Tag: 16. November 2017

Kein Geld für Terroristen

Der Ausschuß für auswärtige Angelegenheiten im Kongreß in Washington hat am Mittwoch mit einem parteiübergreifenden Votum mehreren Gesetzentwürfen seine Zustimmung gegeben, die, werden die Vorschläge zu Gesetzen, es der amerikanischen Regierung ermöglichen sollen, in der Zukunft effektiver gegen Terroristen und deren staatliche Unterstützer im Nahen Osten vorzugehen.

Die drei schon seit einiger Zeit im Kongreß verhandelten Gesetze richten sich hauptsächlich gegen terroristische Organisationen wie die Hamas oder die Hisbollah und deren größten Sponsor, das Mullah-Regime in Teheran. Ein Entwurf zielt ausdrücklich auf die Praxis der Hamas, sich »menschlicher Schutzschilde« zu bilden. Am wichtigsten aber dürfte der sogenannte Taylor Force Act sein.
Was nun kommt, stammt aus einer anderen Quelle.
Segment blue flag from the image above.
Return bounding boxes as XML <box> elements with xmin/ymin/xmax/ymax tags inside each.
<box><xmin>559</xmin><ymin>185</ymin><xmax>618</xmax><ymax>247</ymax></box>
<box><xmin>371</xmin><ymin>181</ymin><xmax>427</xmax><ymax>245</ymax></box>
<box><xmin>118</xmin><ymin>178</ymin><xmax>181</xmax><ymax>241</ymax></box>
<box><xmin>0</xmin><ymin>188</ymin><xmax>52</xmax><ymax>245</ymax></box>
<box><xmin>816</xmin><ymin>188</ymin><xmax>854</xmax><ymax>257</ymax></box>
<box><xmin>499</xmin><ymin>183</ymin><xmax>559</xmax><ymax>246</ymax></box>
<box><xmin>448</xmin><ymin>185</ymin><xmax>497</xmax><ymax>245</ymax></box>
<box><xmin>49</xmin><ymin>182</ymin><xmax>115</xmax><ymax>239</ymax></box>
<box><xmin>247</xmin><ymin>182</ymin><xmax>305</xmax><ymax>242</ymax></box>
Benannt nach Taylor Force, der als Soldat an den Kriegen in Afghanistan und Irak teilgenommen hatte und als Tourist am 8. März 2016 im Hafen von Jaffa in Tel Aviv von einem »palästinensischen« Terroristen ermordet worden war, adressiert dieser Gesetzentwurf den seit Jahren bekannten und dennoch fortdauernden Mißbrauch von Hilfszahlungen für »Märtyrerrenten« durch die PA.

Das Regime um »Palästinenserpräsident« Abu Mazen belohnt terroristische Angriffe auf Juden mit verschiedenen Prämien, deren Höhe sich nach dem »Erfolg« der Anschläge richtet. Entweder bekommen die Hinterbliebenen getöteter Terroristen diese Gelder, teilweise lebenslang, oder, so sie überleben, die Terroristen selbst. Das »gemäßigte« Regime in Ramallah fördert so direkt Terror.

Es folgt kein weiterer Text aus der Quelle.